Big-Time Fight Over St. Regis Retail; Chera Cries ‘Conspiracy’ in Lawsuit
Dana Rubinstein Nov. 10, 2009, 3:16 p.m.
Crown Acquisitions chairman Stanley Chera, owner of 15 million square feet of real estate, may have recently added a few of New York’s most valuable retail properties to his portfolio: three exclusive Fifth Avenue storefronts occupied by Bottega Veneta, Pucci and De Beers. But that hasn’t stopped him from accusing his onetime business associates of a Machiavellian “civil conspiracy” to cut him out of the group that was initially vying for ownership of the coveted retail space.
Mr. Chera has filed, not one, but two lawsuits against the Jackson Group’s Jack and Ike Chehebar; landlord Jeff Sutton; landlord Alex Adjmi; and developers Bobby and Stan Cayre. He alleges the aforementioned “civil” conspiracy, along with breach of contract, fraud, breach of fiduciary duties and the like. The first lawsuit, filed on Aug. 10, was voluntarily withdrawn the following day. The second lawsuit was filed on Aug. 27, and expanded upon in a lengthy complaint filed Oct. 13.

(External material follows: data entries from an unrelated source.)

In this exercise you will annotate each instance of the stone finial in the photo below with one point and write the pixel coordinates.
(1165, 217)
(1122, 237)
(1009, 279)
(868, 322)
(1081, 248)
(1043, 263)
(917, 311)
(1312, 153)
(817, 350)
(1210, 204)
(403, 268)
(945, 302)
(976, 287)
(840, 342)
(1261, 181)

Perhaps it was inevitable that one of the few transactions of note in this ugly real estate environment should engender so much ugliness. Common sense would dictate that where there is scarcity of investment opportunities, conflict ensues.
In the shell-shocked spring of ’09, Ike Chehebar apparently created his own opportunity, approaching Starwood Hotels & Resort, the owner of the St. Regis Hotel and the adjoining retail condo, about purchasing the storefronts, according to Mr. Chera. The storefronts were not on the market, though following Mr. Chehebar’s approach, Starwood hired CB Richard Ellis’ mercurial investment chief, Darcy Stacom.
Starwood agreed to negotiate, provided Mr. Chera join the investment team to give it some professional heft, according to the suit. Together, they formed C&C Fifth Avenue LLC, “for the sole purpose of acquiring, leasing, financing and managing the Retail Condominium.” Messrs. Chehebar and Chera signed a June 10 letter of agreement. Mr. Chera asserts that he complied with all aspects of that agreement, while the Jackson Group et al. did not.
The investment group, which ultimately came to include Messrs. Sutton, Adjmi and Cayre, offered to pay $130 million for the property, according to the suit. Starwood accepted.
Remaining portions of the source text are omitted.